Douglas A. Campbell and Jon DePue
Cascade Books, 322 pages
Published January 3, 2024

“We have written this book because, at bottom, we believe that God is at stake.” With these stark words, Douglas Campbell and Jon DePue contend that the authenticity of the church’s witness to the good news of Jesus Christ is in crisis and “at the heart of this crisis is our understanding of Paul.”

What has gone wrong? Beyond Justification argues that Christians announce good news that isn’t quite good news. Unhappily, I concur. Our post-reformational heritage often fashions a theory of salvation that requires humans to first name our need for God in order to lay hold of and experience the salvation Jesus offers. The language of “justification by faith” insists that we must comprehend our “failure” at being human before receiving the gift of God in Christ.

This may sound like the good news we’ve always been taught, but at heart it is a contractual exchange that is at odds with 90% of Paul’s writing. Campbell and DePue painstakingly illustrate how our doctrines (both de facto and de jure) run counter to the data from Paul’s Gospel; the result is a non-covenantal gospel that Paul would say is not really a gospel. This contractual “non-gospel” is not only damaging for the Christian faith, but contributes to the contempt Christians have historically shown toward Jews, rendering a judgment against them that disregards God’s election of Israel. This theology has led to Christians punishing Jews for “failing” to share our beliefs, leading to the Inquisition, pograms, the Shoah and the anti-Semitism that continues today.
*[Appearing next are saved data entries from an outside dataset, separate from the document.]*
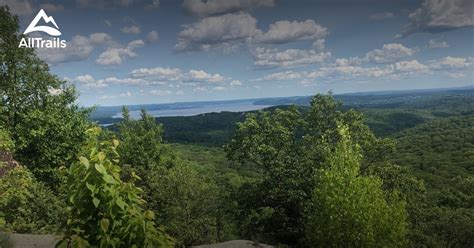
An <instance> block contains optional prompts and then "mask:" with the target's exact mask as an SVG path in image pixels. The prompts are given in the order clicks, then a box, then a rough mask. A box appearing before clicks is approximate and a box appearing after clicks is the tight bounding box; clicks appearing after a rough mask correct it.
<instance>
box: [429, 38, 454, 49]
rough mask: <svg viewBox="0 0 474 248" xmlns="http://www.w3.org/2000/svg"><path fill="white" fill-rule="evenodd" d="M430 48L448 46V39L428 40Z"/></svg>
mask: <svg viewBox="0 0 474 248" xmlns="http://www.w3.org/2000/svg"><path fill="white" fill-rule="evenodd" d="M427 47H428V48H448V47H449V44H448V42H446V41H437V40H430V41H428V46H427Z"/></svg>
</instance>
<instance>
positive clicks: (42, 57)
mask: <svg viewBox="0 0 474 248" xmlns="http://www.w3.org/2000/svg"><path fill="white" fill-rule="evenodd" d="M118 45H119V44H118V43H117V42H116V41H114V40H113V39H112V37H111V36H110V35H108V34H106V33H93V34H91V35H89V36H82V35H76V36H74V37H72V39H71V40H69V41H68V42H67V47H66V48H61V49H48V48H40V49H36V52H37V54H38V56H39V57H40V58H41V59H42V60H44V61H45V62H46V63H48V64H52V65H55V64H59V63H67V62H72V61H81V60H85V59H87V58H88V57H89V56H90V54H91V53H92V51H93V50H94V49H95V48H96V47H101V46H102V47H103V46H112V47H115V46H118Z"/></svg>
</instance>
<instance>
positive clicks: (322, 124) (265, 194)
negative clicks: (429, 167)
mask: <svg viewBox="0 0 474 248" xmlns="http://www.w3.org/2000/svg"><path fill="white" fill-rule="evenodd" d="M339 124H343V125H346V126H347V127H348V129H349V131H350V132H351V134H352V135H353V136H352V137H353V138H352V139H354V142H356V143H358V144H360V145H361V152H362V153H363V154H364V155H365V159H364V160H363V161H362V164H363V165H364V166H365V167H368V166H369V165H371V164H375V163H380V162H381V161H384V160H385V157H386V153H389V152H390V150H391V148H390V147H391V144H390V142H389V141H388V140H382V139H378V138H376V137H375V136H374V135H373V134H372V133H371V131H370V129H369V128H368V127H367V126H366V125H364V124H363V117H362V115H361V114H359V113H357V112H355V111H353V110H349V111H344V110H343V108H342V105H341V104H340V103H339V102H337V101H335V100H334V98H333V97H332V96H331V95H327V96H324V95H316V96H315V97H313V100H312V101H311V108H310V110H309V112H303V111H300V110H299V109H298V108H297V107H294V106H292V107H289V108H288V109H287V110H282V109H275V110H274V111H272V112H260V113H258V114H249V115H248V116H247V118H246V120H245V121H244V122H243V123H239V124H238V129H237V132H236V134H235V136H234V138H233V139H232V140H231V142H230V143H229V145H228V146H227V147H226V151H227V156H228V158H229V160H231V161H233V162H234V164H235V165H236V166H240V167H242V166H243V167H252V168H255V169H256V170H258V171H260V172H261V175H262V177H261V179H260V180H257V181H255V182H252V183H247V184H245V185H243V187H242V188H241V190H240V192H238V193H237V195H236V196H235V197H236V201H237V205H238V206H237V208H238V210H237V213H236V220H237V222H238V223H239V225H240V226H243V228H242V229H243V230H244V232H243V233H242V234H243V235H244V236H245V237H248V238H254V239H259V240H262V241H267V242H273V243H278V242H280V243H284V244H290V245H295V244H301V243H302V240H303V238H304V223H305V216H304V209H306V208H307V204H309V202H310V199H311V195H312V192H313V190H314V188H315V185H316V181H315V178H316V177H315V173H317V172H318V169H320V168H324V167H325V166H326V165H327V164H328V163H327V162H326V161H325V160H326V159H327V155H328V153H330V152H331V151H333V150H334V149H335V145H336V144H337V143H338V142H339V140H340V139H341V135H340V133H339V132H338V125H339Z"/></svg>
But Beyond Justification is not a downer of a book! Campbell and DePue believe my hurting heart should yet rejoice. Why? Because there is a God made known to us and this world in the person of Jesus Christ who loves us and saves us. “While we were yet sinners, Christ died for us” testifies to a God who relates to us covenantally, not contractually. While we have been announcing a conditional gospel, God loves us unconditionally. The repair of the gospel is to simply lay hold of what has been the good news from the beginning.

Beyond Justification helps us read Paul with greater faithfulness, and for this reason I will no longer share a gospel that has the word “if” in it. The good news is always “God loves you” — full stop. When we confess our sins in church, we will do so knowing that our corporate prayer is a response to that good news. God’s forgiveness is a reality that precedes our dropping to our knees and lowering our heads. When we head out the door in witness and mission, we will do so without the burden of the “othering” that requires people to become like us.

If, like me, you are a minister charged with offering an authentic gospel message, this book is for you. If, like so many in our world, you are a believer burdened with a need to “perform” for God in order to “earn” God’s grace, this book is for you. If, like so many of my family and friends, you are leaving the church because the good news you heard and believed wasn’t quite good, this book is definitely for you.